Institute of Biotechnology, University of Helsinki, P.O. Box 56 (Viikinkaari 5), FI-00014, Helsinki, Finland.
Faculty of Medicine and Life Sciences, Tampere, Finland.
BMC Bioinformatics. 2018 Apr 11;19(1):130. doi: 10.1186/s12859-018-2122-5.
In-depth study of the intron retention levels of transcripts provide insights on the mechanisms regulating pre-mRNA splicing efficiency. Additionally, detailed analysis of retained introns can link these introns to post-transcriptional regulation or identify aberrant splicing events in human diseases.
We present IntEREst, Intron-Exon Retention Estimator, an R package that supports rigorous analysis of non-annotated intron retention events (in addition to the ones annotated by RefSeq or similar databases), and support intra-sample in addition to inter-sample comparisons. It accepts binary sequence alignment/map (.bam) files as input and determines genome-wide estimates of intron retention or exon-exon junction levels. Moreover, it includes functions for comparing subsets of user-defined introns (e.g. U12-type vs U2-type) and its plotting functions allow visualization of the distribution of the retention levels of the introns. Statistical methods are adapted from the DESeq2, edgeR and DEXSeq R packages to extract the significantly more or less retained introns. Analyses can be performed either sequentially (on single core) or in parallel (on multiple cores). We used IntEREst to investigate the U12- and U2-type intron retention in human and plant RNAseq dataset with defects in the U12-dependent spliceosome due to mutations in the ZRSR2 component of this spliceosome. Additionally, we compared the retained introns discovered by IntEREst with that of other methods and studies.
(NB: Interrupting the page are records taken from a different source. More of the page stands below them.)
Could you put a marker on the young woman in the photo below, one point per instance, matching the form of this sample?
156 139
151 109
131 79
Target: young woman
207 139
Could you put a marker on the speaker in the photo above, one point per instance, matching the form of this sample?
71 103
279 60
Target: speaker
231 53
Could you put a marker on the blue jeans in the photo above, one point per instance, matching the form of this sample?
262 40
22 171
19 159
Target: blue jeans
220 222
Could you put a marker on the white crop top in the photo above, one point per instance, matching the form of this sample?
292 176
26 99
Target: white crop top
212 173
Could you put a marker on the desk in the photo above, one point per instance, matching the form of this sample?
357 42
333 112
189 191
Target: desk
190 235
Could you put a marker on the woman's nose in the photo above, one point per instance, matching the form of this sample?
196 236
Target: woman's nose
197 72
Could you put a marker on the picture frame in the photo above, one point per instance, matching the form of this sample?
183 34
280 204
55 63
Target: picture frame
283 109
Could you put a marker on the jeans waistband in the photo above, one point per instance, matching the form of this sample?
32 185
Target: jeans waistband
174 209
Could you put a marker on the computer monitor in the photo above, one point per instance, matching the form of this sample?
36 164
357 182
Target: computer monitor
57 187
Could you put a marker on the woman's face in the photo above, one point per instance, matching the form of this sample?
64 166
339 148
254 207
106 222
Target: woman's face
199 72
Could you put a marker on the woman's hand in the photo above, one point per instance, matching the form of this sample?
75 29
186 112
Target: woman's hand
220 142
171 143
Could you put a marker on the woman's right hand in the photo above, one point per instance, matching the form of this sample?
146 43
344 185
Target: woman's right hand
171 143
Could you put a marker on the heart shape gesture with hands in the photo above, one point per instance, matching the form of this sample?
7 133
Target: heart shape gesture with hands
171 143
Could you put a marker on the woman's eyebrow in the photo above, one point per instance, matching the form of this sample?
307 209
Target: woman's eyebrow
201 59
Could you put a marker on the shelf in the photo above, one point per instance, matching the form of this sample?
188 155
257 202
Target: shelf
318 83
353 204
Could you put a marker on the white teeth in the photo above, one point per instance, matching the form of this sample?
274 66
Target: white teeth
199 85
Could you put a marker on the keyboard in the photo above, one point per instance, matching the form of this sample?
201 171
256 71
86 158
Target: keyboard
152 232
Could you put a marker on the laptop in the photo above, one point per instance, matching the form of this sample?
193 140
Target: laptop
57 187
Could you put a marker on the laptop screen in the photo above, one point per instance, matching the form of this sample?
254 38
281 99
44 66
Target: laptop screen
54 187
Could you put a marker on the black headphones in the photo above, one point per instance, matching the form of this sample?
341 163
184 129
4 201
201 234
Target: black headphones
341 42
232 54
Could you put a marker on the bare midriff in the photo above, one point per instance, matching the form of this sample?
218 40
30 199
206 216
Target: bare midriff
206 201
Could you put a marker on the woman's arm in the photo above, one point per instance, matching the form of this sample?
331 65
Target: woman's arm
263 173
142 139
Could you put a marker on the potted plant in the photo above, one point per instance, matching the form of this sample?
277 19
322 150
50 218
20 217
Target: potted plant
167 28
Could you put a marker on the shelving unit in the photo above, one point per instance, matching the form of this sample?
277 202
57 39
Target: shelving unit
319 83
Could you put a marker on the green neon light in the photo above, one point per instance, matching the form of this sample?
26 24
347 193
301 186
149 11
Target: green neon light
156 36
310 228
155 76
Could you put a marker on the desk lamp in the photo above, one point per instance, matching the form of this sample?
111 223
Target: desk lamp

IntEREst is an R package for Intron retention and exon-exon junction levels analysis of RNA-seq data. Both the human and plant analyses show that the U12-type introns are retained at higher level compared to the U2-type introns already in the control samples, but the retention is exacerbated in patient or plant samples carrying a mutated ZRSR2 gene. Intron retention events caused by ZRSR2 mutation that we discovered using IntEREst (DESeq2 based function) show considerable overlap with the retained introns discovered by other methods (e.g. IRFinder and edgeR based function of IntEREst). Our results indicate that increase in both the number of biological replicates and the depth of sequencing library promote the discovery of retained introns, but the effect of library size gradually decreases with more than 35 million reads mapped to the introns.
深入研究转录本的内含子保留水平可以深入了解调节前体 mRNA 剪接效率的机制。此外,对保留内含子的详细分析可以将这些内含子与转录后调控联系起来,或者在人类疾病中识别异常剪接事件。
我们提出了 IntEREst,即内含子-外显子保留估算器,这是一个 R 包,支持对非注释内含子保留事件(除了 RefSeq 或类似数据库注释的事件)进行严格分析,并支持样本内比较以及样本间比较。它接受二进制序列比对/映射 (.bam) 文件作为输入,并确定全基因组内含子保留或外显子-外显子连接水平的估计值。此外,它还包括用于比较用户定义的内含子子集(例如 U12 型与 U2 型)的功能,其绘图功能允许可视化内含子保留水平的分布。统计方法是从 DESeq2、edgeR 和 DEXSeq R 包中改编而来的,用于提取显著更多或更少保留的内含子。分析可以顺序(在单个核上)或并行(在多个核上)进行。我们使用 IntEREst 研究了由于 U12 依赖性剪接体中 ZRSR2 成分的突变导致 U12 依赖性剪接体缺陷的人类和植物 RNAseq 数据集的 U12 型和 U2 型内含子保留情况。此外,我们还将 IntEREst 发现的保留内含子与其他方法和研究进行了比较。
IntEREst 是一个用于分析 RNA-seq 数据中内含子保留和外显子-外显子连接水平的 R 包。人类和植物的分析都表明,与对照样本中的 U2 型内含子相比,U12 型内含子的保留水平更高,但在携带突变 ZRSR2 基因的患者或植物样本中,保留水平加剧。我们使用 IntEREst(基于 DESeq2 的功能)发现的由 ZRSR2 突变引起的内含子保留事件与其他方法(例如,IRFinder 和基于 IntEREst 的 edgeR 功能)发现的保留内含子有相当大的重叠。我们的结果表明,增加生物重复的数量和测序文库的深度可以促进保留内含子的发现,但随着映射到内含子的读段数超过 3500 万,文库大小的影响逐渐减小。